Nuclear-L1 norm joint regression for face reconstruction and recognition with mixed noise
Introduction
Face recognition is closely related to our life, which has been applied widely to information security, law enforcement and surveillance, smart cards, access control, etc. However, recognizing a face with significant lighting, real disguise and occlusion variations is still a challenging problem in pattern recognition.

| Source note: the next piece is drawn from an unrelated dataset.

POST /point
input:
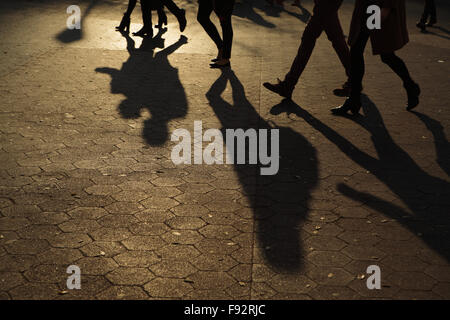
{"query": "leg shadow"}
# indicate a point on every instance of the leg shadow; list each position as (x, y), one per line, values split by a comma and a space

Recently, a number of methods have been developed to address this problem. Among them, sparse representation based classifier (SRC) [1] is the most attractive and receiving more and more attention. In fact, SRC can be considered as a generalization of nearest feature classifiers, which strikes a balance between NN [2] and NFS [3]. Differing from these classifiers, the representation of SRC is global, using all the training data as a dictionary, and the classification is performed by checking which class yields the least coding error. Because of its simplicity and effectiveness, SRC has been applied and investigated extensively. In order to further improve the robustness of sparse coding, an extended SRC [4] and some re-weighted L1 minimization algorithms [5], [6] were presented. Zhang et al. [7] have showed that it is the collaborative representation based classification procedure rather than the sparseness that plays the dominant role in face recognition. Yang et al. [8] investigated the role of L1-optimizer and pointed out that for pattern recognition tasks, L1-optimizer provides more meaningful classification information (e.g. closeness) than L0-optimizer does. Meanwhile, integrating sparse coding with other methods is also a meaningful effort. For example, Yang et al. [9] proposed sparse representation classifier steered discriminative projection. Zheng et al. [10] performed SRC in low rank projection with discrimination.
There is no doubt that SRC cannot handle pixel-level noise well without using L1 norm to characterize the error matrix. In general, for describing noise, we first need to consider their distribution. By the maximum likelihood estimation (MLE) theory, we know the characterization of L1-norm or L2-norm is optimal for the error following Laplacian or Gaussian distribution [11]. In practice, however, these two norms cannot fit some errors perfectly caused by structural variations such as occlusions, real disguise, and illumination because they may be far from Gaussian or Laplacian distribution. Thus, SRC, LRC [12], and CRC [7] have some limitations in facing some practical noise. For this issue, Yang et al. [11] presented the modified SRC-based framework to handle outliers such as occlusions in face images by virtue of the idea of robust regression [13]. He et al. [14] proposed the correntropy based sparse representation (CESR) algorithm by using a robust error metric, which was called the correntropy induced metric (CIM). Subsequently, He et al. [15] unified the algorithms for error correction and detection by using the additive and the multiplicative forms respectively, and established a half-quadratic framework for solving the problem of robust sparse representation.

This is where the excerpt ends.